The Health and Social Care Committee have released a report this morning detailing the impact of poor body image in the UK and encouraging the government to quickly introduce a number of new laws.
The report, entitled “The impact of body image on mental and physical health”, looked into a number of areas and how they relate to body image, including advertising and social media, weight and obesity, and non-surgical cosmetic procedures.
For those of us in aesthetics, it was heartening to see the Health and Social Care Committee highlight the serious need for better regulation within the industry, stating that PATIENT SAFETY must be at the heart of the upcoming licensing scheme.
The report makes a number of recommendations for the future of non-surgical cosmetics, including;
A strong recommendation that the aesthetic licensing scheme be introduced by July 2023.
Minimum training and qualification standards for practitioners.
Making dermal fillers prescription-only substances
The introduction of a ‘Non-Surgical Cosmetic Procedures’ safety taskforce to examine issues that impact patient safety, such as remote prescribing, appropriateness of premises, education and training standards as well as accountability and governance.
As part of the new licensing regime, a two-part consent process is introduced, to allow patients to have at least a 48-hour cooling off period between the consultation and the treatment.
What does this all mean for the aesthetics industry?

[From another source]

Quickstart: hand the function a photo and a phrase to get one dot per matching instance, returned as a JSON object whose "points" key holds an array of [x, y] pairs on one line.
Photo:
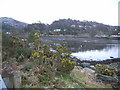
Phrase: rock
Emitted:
{"points": [[88, 71], [85, 65], [107, 78]]}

The Rt Hon Jeremy Hunt, Chair of the Health and Social Care Committee Chair said:
“The government must act urgently to end the situation where anyone can carry out non-surgical cosmetic procedures, regardless of training or qualifications. We heard of some distressing experiences – a conveyor belt approach with procedures carried out with no questions asked, procedures that have gone wrong, the use of filthy premises”.
“It was clear throughout our inquiry that some groups are particularly vulnerable to exploitation in this growing market that has gone largely unregulated. We need a timetable now for a licensing regime with patient safety at its centre to reduce those risks. We hope that ministers will listen to our recommendations and set about creating the safety standards that anyone seeking treatment has a right to expect.”
It’s a very promising sign that the Health and Social Care Committee appear to be taking their findings extremely seriously and this will hopefully push the government to make a decision about licensing, what it will involve and when it will be up and running, sooner rather than later.
So, will the aesthetic licensing scheme be in place by July 2023?
At this point, we still don’t know!
When the licensing scheme was first announced earlier this year, it was expected to take up to 2 years before the scheme was properly in place and enforceable by law. However, the Health and Social Care Committee certainly seem to be prioritising licensing and have emphasised the important role it will play in making non-surgical aesthetic treatments safer for patients. If the government take their recommendations seriously, we may have licensing in place in less than a year!
At this stage though, the recommendations made in the report are only recommendations - we still need the government to confirm what will actually happen next. The government has 2 months to respond to the report, meaning that their response will be due by 2nd October 2022. Hopefully, this will shed some more light on what we can all expect from aesthetic licensing.
As always, the Facethetics team are keeping a close eye on developments and will of course be updating you here on our blog and on social media as soon as there’s any more news!